This repository contains results of the manuscripts clustering.
Using the JSON file, export.json, produced by the script extractor_json.py, we want to cluster all the entries and, doing so, know exactly how many manuscripts have been sold multiple times.
The entries are clustered are clustered based on their traits :
- author
- format
- number of pages
- price
- date
If you want to cluster all the entries of export.json
, try this :
* git clone https://github.com/katabase/soldMss.git
* cd soldMss
* python3 -m venv my_env
* source my_env/bin/activate
* pip install -r requirements.txt
* cd scripts
* python3 reconciliator_all.py ../export.json
Note that the output file of this clustering is available here.

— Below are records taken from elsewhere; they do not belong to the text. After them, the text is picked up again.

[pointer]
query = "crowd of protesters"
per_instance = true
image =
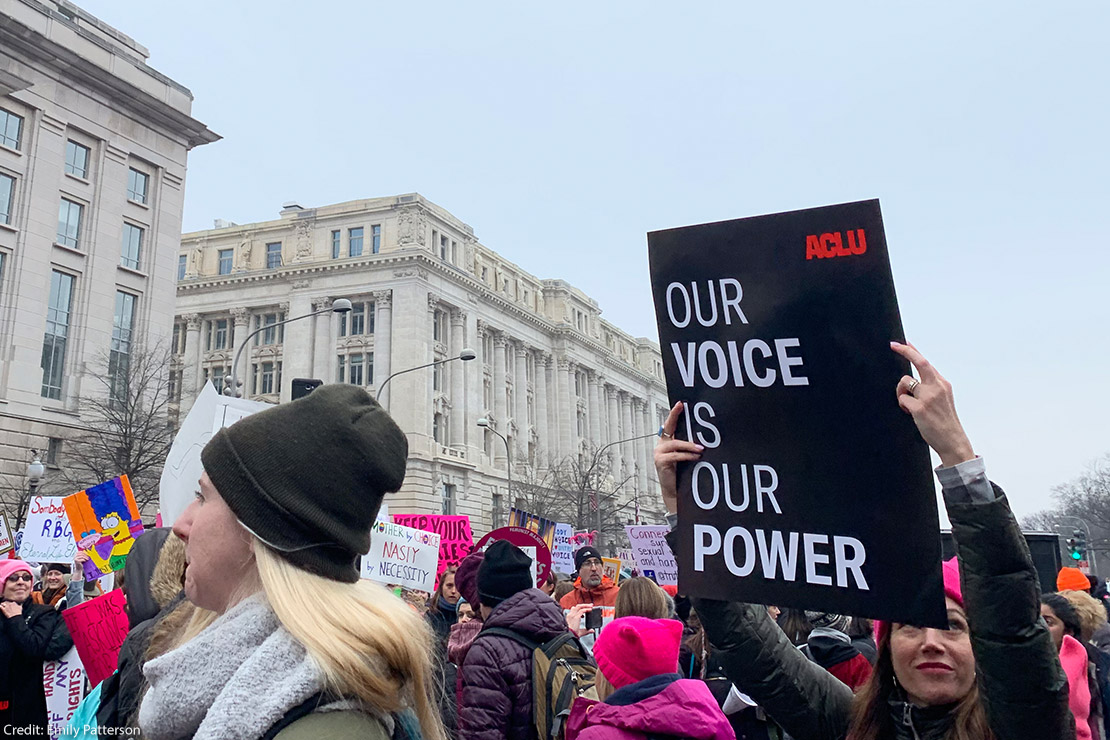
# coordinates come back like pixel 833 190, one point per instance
pixel 250 620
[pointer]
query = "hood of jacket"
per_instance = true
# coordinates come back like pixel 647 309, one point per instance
pixel 138 571
pixel 666 705
pixel 532 614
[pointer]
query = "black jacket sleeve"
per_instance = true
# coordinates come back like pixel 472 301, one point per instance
pixel 1023 688
pixel 805 699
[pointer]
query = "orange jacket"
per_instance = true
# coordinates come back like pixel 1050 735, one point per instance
pixel 603 596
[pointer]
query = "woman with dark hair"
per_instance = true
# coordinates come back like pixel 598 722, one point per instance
pixel 1066 628
pixel 992 675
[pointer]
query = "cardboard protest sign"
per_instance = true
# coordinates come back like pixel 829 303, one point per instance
pixel 210 412
pixel 7 541
pixel 455 538
pixel 63 683
pixel 47 535
pixel 98 628
pixel 775 334
pixel 525 520
pixel 563 551
pixel 611 568
pixel 652 554
pixel 104 519
pixel 402 556
pixel 524 539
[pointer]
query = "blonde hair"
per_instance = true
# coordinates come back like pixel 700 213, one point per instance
pixel 1090 610
pixel 370 645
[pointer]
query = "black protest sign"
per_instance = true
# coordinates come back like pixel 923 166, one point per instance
pixel 815 489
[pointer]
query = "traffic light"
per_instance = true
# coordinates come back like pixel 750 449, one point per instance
pixel 1077 545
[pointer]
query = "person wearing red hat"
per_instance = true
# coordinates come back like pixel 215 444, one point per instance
pixel 29 635
pixel 992 675
pixel 642 693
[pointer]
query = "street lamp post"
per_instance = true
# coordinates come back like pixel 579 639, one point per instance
pixel 597 456
pixel 34 473
pixel 465 354
pixel 339 306
pixel 484 423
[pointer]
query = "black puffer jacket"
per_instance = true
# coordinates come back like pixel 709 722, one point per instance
pixel 496 702
pixel 1022 687
pixel 26 641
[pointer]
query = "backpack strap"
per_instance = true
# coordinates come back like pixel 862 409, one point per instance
pixel 516 637
pixel 294 713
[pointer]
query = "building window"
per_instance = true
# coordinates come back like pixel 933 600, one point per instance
pixel 7 196
pixel 226 257
pixel 53 341
pixel 69 223
pixel 354 242
pixel 77 159
pixel 119 357
pixel 218 334
pixel 359 321
pixel 53 452
pixel 132 246
pixel 138 183
pixel 11 129
pixel 271 332
pixel 440 325
pixel 273 255
pixel 263 378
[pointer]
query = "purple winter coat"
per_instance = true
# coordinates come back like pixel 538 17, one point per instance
pixel 663 706
pixel 496 697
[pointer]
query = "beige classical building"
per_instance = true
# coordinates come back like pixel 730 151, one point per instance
pixel 551 374
pixel 92 166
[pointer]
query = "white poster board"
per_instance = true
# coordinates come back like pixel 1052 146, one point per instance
pixel 210 412
pixel 402 556
pixel 653 555
pixel 47 535
pixel 63 682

Now you can try some data analysis, being in the scripts
folder :
- about the price with
python3 price.py
- about the authors with
python3 author.py
- about the number of sales of each manuscript with
python3 mss_list.py
All the results will be in the output
folder.
You can test the script with :
python3 test.py
- The scripts were created by Alexandre Bartz and Matthias Gille Levenson with the help of Simon Gabay.
Alexandre Bartz, Simon Gabay, Matthias Gille Levenson, Ljudmila Petkovic and Lucie Rondeau du Noyer, Manuscript sale catalogues : clustering, Neuchâtel: Université de Neuchâtel, 2020, https://github.com/katabase/soldMss.
This work is licensed under a Creative Commons Attribution 4.0 International Licence.